Authority and foundations

Mentoring: We base teaching on the divine authority of our Lord Jesus Christ and his apostles. Jesus commands us in Matthew 28 to make disciples by teaching them to obey his specific commands. The first New Testament church in Acts 2 exhibited this obedience by obeying all of Jesus' basic commands. His commands form the foundation; he is the Rock. Building on it means to obey his words (Matt. 7:24-27). Bible doctrine per se is not the foundation; Christ and our relationship with him are. We establish first a relationship of loving, childlike obedience to Jesus (John 14:15; 15:14). This is foundational-the first floor of the 'building.' The written Word and doctrine are the second and third stories and on up forever. For all eternity we will learn more about God. New Testament curriculum builds upon the commands of Jesus and his apostles, so that students' churches soon practice all ministries that God requires.
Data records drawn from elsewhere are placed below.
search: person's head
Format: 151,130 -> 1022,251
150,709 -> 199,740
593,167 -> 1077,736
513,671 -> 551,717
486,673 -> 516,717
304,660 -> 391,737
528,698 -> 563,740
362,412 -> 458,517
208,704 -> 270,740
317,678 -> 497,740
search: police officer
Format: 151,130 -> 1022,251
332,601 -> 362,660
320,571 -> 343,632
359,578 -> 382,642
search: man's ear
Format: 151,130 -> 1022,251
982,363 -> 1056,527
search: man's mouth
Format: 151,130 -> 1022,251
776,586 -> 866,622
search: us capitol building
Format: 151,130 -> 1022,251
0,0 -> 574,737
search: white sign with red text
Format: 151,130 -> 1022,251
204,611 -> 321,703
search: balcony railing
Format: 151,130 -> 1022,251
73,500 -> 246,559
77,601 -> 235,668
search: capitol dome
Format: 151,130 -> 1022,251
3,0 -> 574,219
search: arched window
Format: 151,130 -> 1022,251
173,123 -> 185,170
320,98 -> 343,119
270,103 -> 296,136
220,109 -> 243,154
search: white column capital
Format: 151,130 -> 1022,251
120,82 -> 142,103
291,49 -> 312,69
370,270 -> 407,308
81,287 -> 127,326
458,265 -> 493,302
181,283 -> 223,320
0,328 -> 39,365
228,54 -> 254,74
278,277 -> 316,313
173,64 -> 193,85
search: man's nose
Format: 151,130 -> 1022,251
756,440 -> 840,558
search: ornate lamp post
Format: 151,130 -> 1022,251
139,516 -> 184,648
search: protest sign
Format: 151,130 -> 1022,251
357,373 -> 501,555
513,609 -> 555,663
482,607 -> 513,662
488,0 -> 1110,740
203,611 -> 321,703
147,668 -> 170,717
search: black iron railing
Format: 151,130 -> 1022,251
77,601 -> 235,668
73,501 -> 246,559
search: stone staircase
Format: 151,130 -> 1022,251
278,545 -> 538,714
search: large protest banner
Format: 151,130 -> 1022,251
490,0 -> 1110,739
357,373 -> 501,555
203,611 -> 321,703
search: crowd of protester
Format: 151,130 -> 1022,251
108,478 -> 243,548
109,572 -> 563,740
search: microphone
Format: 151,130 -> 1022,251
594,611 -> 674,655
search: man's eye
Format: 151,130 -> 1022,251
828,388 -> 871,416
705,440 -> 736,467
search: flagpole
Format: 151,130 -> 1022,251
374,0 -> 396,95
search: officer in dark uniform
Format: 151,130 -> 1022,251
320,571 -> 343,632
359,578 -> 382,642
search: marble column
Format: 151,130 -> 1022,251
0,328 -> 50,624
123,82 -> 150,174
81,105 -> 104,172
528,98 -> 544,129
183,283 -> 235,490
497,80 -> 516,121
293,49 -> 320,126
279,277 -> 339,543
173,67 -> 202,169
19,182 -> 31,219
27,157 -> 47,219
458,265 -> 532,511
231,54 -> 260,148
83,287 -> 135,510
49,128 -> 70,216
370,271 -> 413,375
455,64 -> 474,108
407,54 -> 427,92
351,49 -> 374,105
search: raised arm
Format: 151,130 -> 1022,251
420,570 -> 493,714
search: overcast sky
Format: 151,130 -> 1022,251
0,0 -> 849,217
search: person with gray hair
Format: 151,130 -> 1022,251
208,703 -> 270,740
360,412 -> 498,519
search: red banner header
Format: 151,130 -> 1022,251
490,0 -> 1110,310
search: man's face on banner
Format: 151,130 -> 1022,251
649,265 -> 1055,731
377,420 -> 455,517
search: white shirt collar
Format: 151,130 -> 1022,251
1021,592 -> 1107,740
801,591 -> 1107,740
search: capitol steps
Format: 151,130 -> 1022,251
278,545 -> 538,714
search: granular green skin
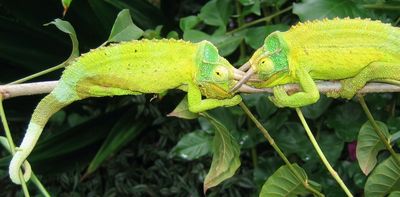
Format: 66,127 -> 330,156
250,19 -> 400,107
9,40 -> 241,184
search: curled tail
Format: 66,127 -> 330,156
9,82 -> 78,184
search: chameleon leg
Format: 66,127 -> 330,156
187,84 -> 242,113
270,69 -> 319,108
327,62 -> 400,99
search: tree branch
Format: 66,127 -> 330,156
0,81 -> 400,99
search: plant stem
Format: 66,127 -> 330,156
362,4 -> 400,10
296,108 -> 353,197
358,95 -> 400,166
0,95 -> 30,197
239,102 -> 324,196
227,6 -> 293,34
7,60 -> 68,85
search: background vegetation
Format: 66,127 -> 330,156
0,0 -> 400,196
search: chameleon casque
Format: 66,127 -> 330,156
231,18 -> 400,107
9,40 -> 258,184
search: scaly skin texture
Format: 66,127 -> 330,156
9,40 -> 241,184
249,19 -> 400,107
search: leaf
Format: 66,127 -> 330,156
105,0 -> 166,29
198,0 -> 233,32
364,154 -> 400,197
388,191 -> 400,197
179,16 -> 200,31
244,24 -> 289,49
84,110 -> 149,176
259,164 -> 318,197
293,0 -> 368,21
170,130 -> 212,160
44,18 -> 79,61
107,9 -> 143,42
61,0 -> 72,16
356,121 -> 389,175
167,96 -> 199,119
203,113 -> 240,193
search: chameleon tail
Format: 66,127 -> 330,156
9,85 -> 78,184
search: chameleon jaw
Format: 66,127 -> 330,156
229,66 -> 257,92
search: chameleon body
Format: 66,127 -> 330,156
242,19 -> 400,107
9,40 -> 241,184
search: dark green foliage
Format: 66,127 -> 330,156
0,0 -> 400,196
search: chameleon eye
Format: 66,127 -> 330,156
213,66 -> 228,81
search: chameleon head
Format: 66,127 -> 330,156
194,41 -> 243,99
249,48 -> 279,80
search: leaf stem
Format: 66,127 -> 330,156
227,6 -> 293,34
358,95 -> 400,166
296,108 -> 353,197
0,95 -> 30,197
239,102 -> 324,196
361,4 -> 400,10
7,60 -> 68,85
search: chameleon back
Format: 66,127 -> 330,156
58,40 -> 198,100
279,19 -> 400,80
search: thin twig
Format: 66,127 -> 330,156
239,102 -> 325,197
0,81 -> 400,99
296,108 -> 353,197
358,96 -> 400,166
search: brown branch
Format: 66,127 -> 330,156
0,81 -> 400,99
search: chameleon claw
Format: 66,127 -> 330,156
238,84 -> 265,93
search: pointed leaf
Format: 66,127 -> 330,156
61,0 -> 72,16
356,121 -> 389,175
170,130 -> 212,160
199,0 -> 233,32
107,9 -> 143,42
44,18 -> 79,61
86,110 -> 148,175
293,0 -> 367,21
365,154 -> 400,197
203,113 -> 240,193
167,96 -> 199,119
259,164 -> 318,197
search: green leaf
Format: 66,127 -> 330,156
167,96 -> 199,119
107,9 -> 143,42
388,191 -> 400,197
183,29 -> 245,56
293,0 -> 368,21
203,113 -> 240,193
85,110 -> 148,175
364,154 -> 400,197
179,16 -> 200,31
244,24 -> 289,49
105,0 -> 166,29
356,121 -> 389,175
259,164 -> 318,197
44,18 -> 79,61
61,0 -> 72,16
170,130 -> 212,160
198,0 -> 233,32
389,131 -> 400,144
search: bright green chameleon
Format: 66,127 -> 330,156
232,19 -> 400,107
9,40 -> 260,184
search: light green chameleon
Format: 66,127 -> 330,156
231,19 -> 400,107
9,40 -> 260,184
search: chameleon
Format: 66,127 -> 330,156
231,18 -> 400,108
9,39 -> 260,184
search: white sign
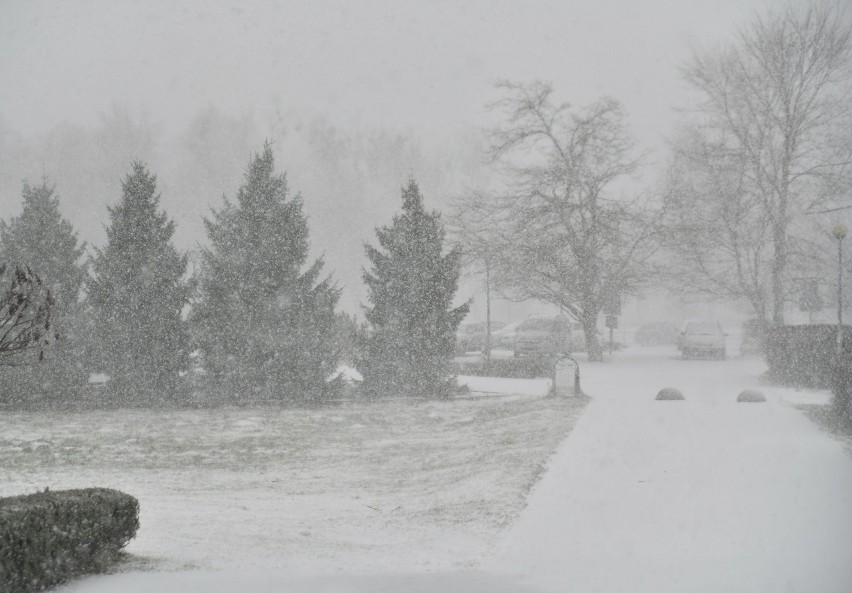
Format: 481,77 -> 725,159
553,357 -> 580,397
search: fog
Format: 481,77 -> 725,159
0,0 -> 764,310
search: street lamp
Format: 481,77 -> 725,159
831,224 -> 846,358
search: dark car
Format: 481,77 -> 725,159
456,321 -> 505,354
677,321 -> 728,360
634,321 -> 680,346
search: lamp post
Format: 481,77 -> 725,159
831,224 -> 846,359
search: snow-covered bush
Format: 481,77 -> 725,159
0,488 -> 139,593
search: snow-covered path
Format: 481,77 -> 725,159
490,357 -> 852,593
60,350 -> 852,593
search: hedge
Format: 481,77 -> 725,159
764,325 -> 852,389
0,488 -> 139,593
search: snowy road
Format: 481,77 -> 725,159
484,358 -> 852,593
60,350 -> 852,593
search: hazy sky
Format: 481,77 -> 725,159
0,0 -> 772,149
0,0 -> 812,314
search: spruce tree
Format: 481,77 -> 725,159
359,179 -> 470,397
0,180 -> 88,404
192,144 -> 339,403
89,162 -> 191,403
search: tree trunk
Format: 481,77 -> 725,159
581,307 -> 603,362
772,214 -> 787,325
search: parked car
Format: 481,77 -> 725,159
634,321 -> 680,346
677,321 -> 727,360
514,315 -> 573,356
740,319 -> 767,354
456,321 -> 505,354
491,321 -> 522,350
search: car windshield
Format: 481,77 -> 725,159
686,321 -> 720,336
518,319 -> 557,331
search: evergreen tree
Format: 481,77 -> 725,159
0,180 -> 88,403
89,162 -> 191,403
192,144 -> 339,403
359,179 -> 470,397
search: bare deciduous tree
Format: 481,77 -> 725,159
679,3 -> 852,323
455,82 -> 661,360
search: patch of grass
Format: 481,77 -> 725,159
0,397 -> 586,569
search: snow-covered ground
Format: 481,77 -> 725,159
6,349 -> 852,593
0,372 -> 585,591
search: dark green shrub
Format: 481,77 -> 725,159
0,488 -> 139,593
764,325 -> 852,388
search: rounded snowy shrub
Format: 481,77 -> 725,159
655,387 -> 684,401
737,389 -> 766,402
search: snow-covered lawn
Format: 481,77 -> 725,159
0,379 -> 585,590
6,348 -> 852,593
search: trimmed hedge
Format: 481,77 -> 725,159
764,325 -> 852,389
0,488 -> 139,593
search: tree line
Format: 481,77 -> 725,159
452,2 -> 852,359
0,144 -> 468,406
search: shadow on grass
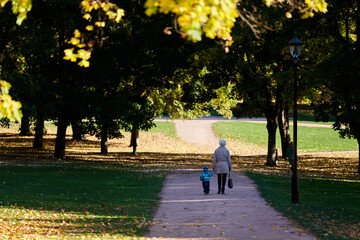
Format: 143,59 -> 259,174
0,162 -> 165,235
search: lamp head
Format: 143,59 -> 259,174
288,32 -> 303,60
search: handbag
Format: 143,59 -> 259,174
228,173 -> 234,188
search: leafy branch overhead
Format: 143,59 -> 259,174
64,0 -> 124,67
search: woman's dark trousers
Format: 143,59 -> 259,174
218,173 -> 227,194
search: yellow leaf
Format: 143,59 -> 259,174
74,29 -> 81,38
86,25 -> 94,31
83,13 -> 91,20
69,37 -> 80,46
78,60 -> 90,67
95,22 -> 105,27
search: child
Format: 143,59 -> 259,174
200,166 -> 214,195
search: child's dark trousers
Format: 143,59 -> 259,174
203,181 -> 210,194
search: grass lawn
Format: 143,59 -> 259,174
247,172 -> 360,239
0,163 -> 165,239
213,122 -> 358,152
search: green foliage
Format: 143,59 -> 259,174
246,172 -> 360,239
213,122 -> 357,152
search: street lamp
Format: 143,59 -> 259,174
288,33 -> 303,203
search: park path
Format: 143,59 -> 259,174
146,119 -> 316,240
147,171 -> 316,240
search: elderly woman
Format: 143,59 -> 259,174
212,140 -> 231,194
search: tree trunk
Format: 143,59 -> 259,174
54,116 -> 69,158
266,117 -> 277,166
357,138 -> 360,174
129,124 -> 139,155
20,111 -> 32,136
33,111 -> 45,149
278,107 -> 291,157
101,129 -> 108,154
71,120 -> 83,140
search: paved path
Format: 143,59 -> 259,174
147,119 -> 316,240
147,172 -> 316,240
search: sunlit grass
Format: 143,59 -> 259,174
213,122 -> 358,152
149,121 -> 177,138
247,172 -> 360,239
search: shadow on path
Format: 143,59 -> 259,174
147,171 -> 316,240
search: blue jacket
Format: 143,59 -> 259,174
200,169 -> 214,182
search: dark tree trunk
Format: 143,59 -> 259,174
129,124 -> 139,154
357,138 -> 360,174
266,117 -> 277,166
278,107 -> 291,157
54,116 -> 69,158
20,111 -> 32,136
71,120 -> 84,140
33,111 -> 45,149
101,129 -> 108,154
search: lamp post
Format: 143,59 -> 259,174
288,33 -> 303,203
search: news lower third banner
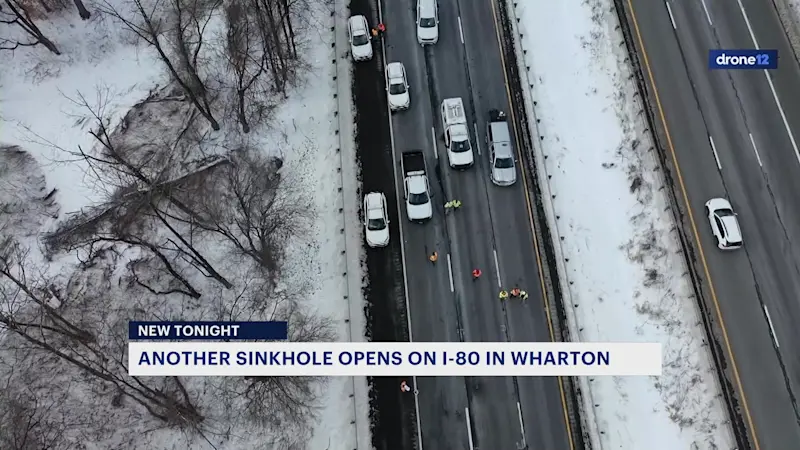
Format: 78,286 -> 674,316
128,342 -> 662,377
128,321 -> 289,341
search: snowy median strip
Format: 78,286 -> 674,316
507,0 -> 733,449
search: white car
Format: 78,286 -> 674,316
347,16 -> 372,62
417,0 -> 439,45
364,192 -> 389,248
405,175 -> 433,223
386,62 -> 411,111
706,198 -> 742,250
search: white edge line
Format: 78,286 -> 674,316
431,127 -> 439,159
750,133 -> 764,167
464,407 -> 475,450
764,69 -> 800,166
700,0 -> 714,27
736,0 -> 800,174
708,135 -> 722,170
492,248 -> 503,288
472,122 -> 481,155
517,402 -> 527,444
736,0 -> 761,50
447,253 -> 456,292
664,2 -> 678,30
764,305 -> 781,348
378,2 -> 424,450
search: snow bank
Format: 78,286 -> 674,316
507,0 -> 733,450
0,11 -> 166,215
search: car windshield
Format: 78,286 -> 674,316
494,158 -> 514,169
367,218 -> 386,231
408,192 -> 428,205
717,209 -> 734,217
419,17 -> 436,28
389,83 -> 406,95
452,141 -> 469,153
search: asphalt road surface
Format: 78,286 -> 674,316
631,0 -> 800,444
382,0 -> 573,450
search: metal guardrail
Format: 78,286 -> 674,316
614,0 -> 752,450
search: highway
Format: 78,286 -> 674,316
626,0 -> 800,450
381,0 -> 574,450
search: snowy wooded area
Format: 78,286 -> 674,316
0,0 -> 364,450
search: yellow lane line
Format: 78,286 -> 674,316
488,0 -> 575,450
627,0 -> 761,450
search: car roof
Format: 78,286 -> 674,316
408,177 -> 427,194
348,15 -> 367,33
418,0 -> 436,17
367,192 -> 382,209
489,122 -> 511,142
720,216 -> 742,242
706,198 -> 733,211
386,62 -> 403,78
492,142 -> 514,158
Classroom: If we do not balance abstract data with obedience-oriented education, a student can easily overlook submission to the living Word Jesus Christ. This happens if we let our students consider the foundation of theological education to be only knowledge of the written Word and doctrine in the form of propositions or dogmas.

Use of Scripture

Mentoring: We use the Bible, especially the New Testament, not only as content for teaching or preaching but also as the norm for how they practice evangelism, confirm repentance, organize churches, conduct worship, relate to other congregations, train leaders and deploy missionaries.

Classroom: We often use the Bible merely as content for teaching. Some evangelical churches, especially in the West, seldom use Scripture as the norm for the way they practise the activities required by the New Testament.

The responsibility for training new pastors - normal or primary responsibility

Mentoring: We aim for pastors (shepherding elders) to take the main responsibility and initiative to train newer pastors. In pioneer mission fields this is often essential for normal church multiplication. A church's apostles (the 'sent ones' of Ephesians 4:11-12) start the process in a neglected area, as in 2 Timothy 2:2 and Titus 1:5. A mission agency or educational program may provide guidelines, tools and some faculty, but does not take the primary responsibility from the pastors.

Classroom: The faculty of an educational institution assumes the main responsibility for preparing mature Christian leaders. Sometimes faculty members lack pastoral or apostolic gifting; as a result they produce preachers but not pastors, that is, teachers who do not shepherd the flock by leading it into the required gift-based ministries.